Equity Index Update
The index markets continued to show a tremendous amount of resiliency as early selling off the New Home Sales reading for February turned into a terrific buying opportunity. When the dust had settled, each index closed at their respective intraday highs in the CASH indices…however, heavy selling hit the futures market during the run session from 3:00 to 3:15 CDT and pushed each index significantly below their respective fair value readings. This morning, the indices are called to open moderately lower from those discounted closing readings, with the SP M7 trading down -1.50 at 1443.75. This would equate to a cash open of nearly -4.50. Keep a close eye on the programs as we move throughout the session as there will be many given the current disparity between the cash and futures.

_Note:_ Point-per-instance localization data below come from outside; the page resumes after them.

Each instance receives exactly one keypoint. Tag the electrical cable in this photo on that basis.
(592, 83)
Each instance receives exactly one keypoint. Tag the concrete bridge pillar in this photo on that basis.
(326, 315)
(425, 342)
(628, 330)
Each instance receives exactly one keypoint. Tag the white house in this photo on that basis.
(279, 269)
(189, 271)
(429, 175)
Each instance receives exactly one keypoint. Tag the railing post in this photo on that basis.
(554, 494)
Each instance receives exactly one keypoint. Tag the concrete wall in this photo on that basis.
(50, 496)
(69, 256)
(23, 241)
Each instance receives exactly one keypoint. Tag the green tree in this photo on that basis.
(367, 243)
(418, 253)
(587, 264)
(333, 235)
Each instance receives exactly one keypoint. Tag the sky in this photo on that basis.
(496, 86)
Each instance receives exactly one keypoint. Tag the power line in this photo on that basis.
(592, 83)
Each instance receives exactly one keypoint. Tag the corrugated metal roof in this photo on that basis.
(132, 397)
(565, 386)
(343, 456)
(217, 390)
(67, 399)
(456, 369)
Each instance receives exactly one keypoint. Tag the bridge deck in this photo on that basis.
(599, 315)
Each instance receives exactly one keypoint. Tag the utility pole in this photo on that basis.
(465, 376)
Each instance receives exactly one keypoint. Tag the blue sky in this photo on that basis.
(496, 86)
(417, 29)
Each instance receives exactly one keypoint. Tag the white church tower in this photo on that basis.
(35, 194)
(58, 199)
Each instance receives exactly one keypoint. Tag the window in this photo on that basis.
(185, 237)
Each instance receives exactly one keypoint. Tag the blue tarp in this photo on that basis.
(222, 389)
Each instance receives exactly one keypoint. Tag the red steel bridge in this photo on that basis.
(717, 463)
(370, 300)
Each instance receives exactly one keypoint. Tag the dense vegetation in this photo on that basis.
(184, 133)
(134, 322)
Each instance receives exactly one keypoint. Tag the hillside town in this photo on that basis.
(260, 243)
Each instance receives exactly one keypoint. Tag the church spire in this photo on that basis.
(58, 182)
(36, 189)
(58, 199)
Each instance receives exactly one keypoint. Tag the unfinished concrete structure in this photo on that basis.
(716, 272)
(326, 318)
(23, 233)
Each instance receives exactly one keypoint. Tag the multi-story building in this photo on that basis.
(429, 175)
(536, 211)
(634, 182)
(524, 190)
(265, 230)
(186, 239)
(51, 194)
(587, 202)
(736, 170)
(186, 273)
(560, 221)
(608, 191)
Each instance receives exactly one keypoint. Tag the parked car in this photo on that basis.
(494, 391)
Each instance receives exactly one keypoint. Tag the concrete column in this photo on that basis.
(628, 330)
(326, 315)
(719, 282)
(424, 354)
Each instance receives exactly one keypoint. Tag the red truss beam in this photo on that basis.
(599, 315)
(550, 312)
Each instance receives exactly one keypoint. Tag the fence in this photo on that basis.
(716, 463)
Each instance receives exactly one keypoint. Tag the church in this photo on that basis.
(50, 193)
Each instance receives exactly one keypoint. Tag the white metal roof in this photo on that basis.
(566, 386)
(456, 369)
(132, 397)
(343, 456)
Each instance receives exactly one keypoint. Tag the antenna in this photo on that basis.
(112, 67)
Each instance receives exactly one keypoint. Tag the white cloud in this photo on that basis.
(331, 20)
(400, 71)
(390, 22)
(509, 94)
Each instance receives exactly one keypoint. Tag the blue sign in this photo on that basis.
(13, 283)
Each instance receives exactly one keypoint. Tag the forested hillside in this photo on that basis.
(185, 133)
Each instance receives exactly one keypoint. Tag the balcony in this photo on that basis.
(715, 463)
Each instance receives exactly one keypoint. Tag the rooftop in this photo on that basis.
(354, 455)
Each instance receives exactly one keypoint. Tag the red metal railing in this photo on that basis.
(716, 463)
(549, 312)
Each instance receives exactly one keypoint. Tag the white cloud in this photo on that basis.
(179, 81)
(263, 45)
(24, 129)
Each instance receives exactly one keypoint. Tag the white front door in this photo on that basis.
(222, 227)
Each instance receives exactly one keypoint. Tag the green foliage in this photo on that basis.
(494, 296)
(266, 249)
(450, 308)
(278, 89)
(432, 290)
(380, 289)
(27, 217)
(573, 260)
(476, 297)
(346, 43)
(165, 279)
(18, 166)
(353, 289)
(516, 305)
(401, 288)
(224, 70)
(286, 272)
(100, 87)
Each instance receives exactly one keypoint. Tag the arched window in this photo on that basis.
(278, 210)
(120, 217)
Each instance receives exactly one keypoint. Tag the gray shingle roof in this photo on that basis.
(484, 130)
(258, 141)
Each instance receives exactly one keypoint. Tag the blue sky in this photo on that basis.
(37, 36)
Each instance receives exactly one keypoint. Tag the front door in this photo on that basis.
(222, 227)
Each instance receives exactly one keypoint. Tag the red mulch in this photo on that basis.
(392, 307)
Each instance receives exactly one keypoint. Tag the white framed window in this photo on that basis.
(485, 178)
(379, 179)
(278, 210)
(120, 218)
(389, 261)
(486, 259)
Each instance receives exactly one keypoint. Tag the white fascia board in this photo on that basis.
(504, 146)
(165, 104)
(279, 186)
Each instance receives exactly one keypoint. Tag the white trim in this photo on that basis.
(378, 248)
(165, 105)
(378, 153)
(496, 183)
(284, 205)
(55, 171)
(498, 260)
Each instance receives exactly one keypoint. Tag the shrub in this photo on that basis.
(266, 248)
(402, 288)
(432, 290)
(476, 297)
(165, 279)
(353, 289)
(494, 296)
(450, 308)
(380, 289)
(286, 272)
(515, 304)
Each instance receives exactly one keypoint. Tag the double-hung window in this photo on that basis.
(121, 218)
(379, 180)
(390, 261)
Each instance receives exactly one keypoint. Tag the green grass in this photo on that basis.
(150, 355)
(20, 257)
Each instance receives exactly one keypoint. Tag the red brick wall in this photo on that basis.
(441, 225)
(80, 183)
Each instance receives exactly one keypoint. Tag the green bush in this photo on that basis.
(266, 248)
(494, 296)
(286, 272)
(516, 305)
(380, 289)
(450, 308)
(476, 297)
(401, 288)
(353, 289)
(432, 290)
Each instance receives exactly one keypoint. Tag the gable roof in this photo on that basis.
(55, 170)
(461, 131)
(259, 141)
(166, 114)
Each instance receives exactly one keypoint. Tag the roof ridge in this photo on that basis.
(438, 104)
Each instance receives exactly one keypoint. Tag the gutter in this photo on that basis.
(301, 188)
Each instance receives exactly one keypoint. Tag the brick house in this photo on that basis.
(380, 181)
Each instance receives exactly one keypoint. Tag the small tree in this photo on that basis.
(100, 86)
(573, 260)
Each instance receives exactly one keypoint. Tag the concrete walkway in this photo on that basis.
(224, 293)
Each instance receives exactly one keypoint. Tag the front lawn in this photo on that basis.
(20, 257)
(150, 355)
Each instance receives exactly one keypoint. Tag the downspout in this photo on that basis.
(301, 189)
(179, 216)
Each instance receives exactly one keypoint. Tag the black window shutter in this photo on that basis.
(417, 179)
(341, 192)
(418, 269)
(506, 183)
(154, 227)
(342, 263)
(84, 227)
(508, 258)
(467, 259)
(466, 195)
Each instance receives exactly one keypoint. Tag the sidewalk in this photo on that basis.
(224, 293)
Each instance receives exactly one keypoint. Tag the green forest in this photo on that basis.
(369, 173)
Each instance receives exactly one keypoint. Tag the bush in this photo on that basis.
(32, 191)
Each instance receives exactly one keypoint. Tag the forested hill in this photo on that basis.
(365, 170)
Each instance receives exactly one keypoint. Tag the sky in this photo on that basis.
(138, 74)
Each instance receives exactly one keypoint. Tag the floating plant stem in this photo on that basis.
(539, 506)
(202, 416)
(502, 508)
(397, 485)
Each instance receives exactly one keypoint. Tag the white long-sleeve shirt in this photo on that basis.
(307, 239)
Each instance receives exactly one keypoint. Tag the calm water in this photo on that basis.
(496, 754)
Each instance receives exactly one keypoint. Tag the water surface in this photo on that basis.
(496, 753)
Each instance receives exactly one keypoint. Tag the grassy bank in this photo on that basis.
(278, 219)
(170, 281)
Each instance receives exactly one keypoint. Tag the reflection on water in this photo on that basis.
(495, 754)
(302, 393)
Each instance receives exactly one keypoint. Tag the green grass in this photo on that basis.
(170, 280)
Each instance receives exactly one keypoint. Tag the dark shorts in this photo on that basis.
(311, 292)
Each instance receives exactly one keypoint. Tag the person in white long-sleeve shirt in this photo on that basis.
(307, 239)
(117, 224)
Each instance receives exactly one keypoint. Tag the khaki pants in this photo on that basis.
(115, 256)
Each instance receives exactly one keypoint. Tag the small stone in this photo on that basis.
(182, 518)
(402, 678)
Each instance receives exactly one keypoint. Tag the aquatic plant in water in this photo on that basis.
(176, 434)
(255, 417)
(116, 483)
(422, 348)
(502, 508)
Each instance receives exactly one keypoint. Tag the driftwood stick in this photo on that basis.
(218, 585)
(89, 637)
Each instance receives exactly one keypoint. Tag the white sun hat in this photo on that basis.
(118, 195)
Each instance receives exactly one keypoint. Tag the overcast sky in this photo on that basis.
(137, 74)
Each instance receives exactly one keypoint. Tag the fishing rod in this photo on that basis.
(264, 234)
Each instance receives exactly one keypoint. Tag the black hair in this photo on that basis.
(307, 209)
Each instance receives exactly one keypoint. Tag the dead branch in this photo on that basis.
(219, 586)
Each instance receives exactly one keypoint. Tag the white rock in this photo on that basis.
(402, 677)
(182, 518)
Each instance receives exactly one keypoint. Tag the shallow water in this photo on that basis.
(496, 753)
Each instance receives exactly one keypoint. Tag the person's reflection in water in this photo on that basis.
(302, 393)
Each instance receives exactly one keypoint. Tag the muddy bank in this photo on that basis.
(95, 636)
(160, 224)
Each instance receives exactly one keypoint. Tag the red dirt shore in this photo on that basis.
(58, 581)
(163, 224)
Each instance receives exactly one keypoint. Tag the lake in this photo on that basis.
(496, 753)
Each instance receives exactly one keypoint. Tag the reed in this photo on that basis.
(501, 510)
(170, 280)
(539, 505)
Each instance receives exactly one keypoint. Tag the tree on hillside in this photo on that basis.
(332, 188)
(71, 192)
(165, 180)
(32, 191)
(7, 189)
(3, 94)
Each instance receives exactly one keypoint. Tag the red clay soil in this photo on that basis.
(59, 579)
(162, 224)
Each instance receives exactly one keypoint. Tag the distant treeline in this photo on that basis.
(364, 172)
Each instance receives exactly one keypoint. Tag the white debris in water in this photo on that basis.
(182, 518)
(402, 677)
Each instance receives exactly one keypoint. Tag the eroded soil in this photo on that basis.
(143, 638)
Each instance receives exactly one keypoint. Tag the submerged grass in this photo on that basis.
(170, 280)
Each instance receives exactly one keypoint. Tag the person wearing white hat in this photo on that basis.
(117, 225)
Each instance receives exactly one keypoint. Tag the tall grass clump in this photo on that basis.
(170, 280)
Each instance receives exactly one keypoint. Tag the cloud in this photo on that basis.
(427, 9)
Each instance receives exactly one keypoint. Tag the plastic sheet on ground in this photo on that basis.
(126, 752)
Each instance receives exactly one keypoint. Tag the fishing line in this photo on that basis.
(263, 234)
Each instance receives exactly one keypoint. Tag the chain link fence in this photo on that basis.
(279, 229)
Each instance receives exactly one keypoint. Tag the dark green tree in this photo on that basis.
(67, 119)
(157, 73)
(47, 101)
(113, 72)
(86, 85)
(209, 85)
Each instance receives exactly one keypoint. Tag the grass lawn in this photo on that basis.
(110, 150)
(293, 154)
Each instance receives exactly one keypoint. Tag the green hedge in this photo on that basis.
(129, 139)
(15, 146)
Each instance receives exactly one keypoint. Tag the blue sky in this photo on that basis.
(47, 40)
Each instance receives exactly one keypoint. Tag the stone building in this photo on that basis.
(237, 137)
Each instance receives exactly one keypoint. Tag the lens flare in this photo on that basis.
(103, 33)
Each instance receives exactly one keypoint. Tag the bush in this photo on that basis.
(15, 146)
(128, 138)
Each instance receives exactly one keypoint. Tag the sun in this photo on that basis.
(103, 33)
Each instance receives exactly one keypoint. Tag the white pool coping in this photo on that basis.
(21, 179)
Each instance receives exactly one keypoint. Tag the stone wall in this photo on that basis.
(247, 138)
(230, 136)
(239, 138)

Anyone want to buy a new house? Apparently not as new home sales plunged to 848,000 versus a consensus estimate of 985,000…a mere -14% below the estimates. In addition, the January reading was revised lower by -172,000 homes. Further, the inventory of unsold new homes shot to 8.1 months – a 16 year high. Accordingly, the indices plunged on this news as the SP M7 went from 1447 to 1433.50 within 45 minutes of the release of this report. However, the sell side could not build on this push and the market stabilized. Once the indices began to hold steady, around late morning, it became increasingly apparent that day traders were stuck short and players drove the bid increasingly higher. The key question remains whether or not yesterday’s rally from the lows was end of the quarter induced as funds try and mark positions higher…that may very well be the case, but, any way you slice it --- it was a pretty impressive bounce.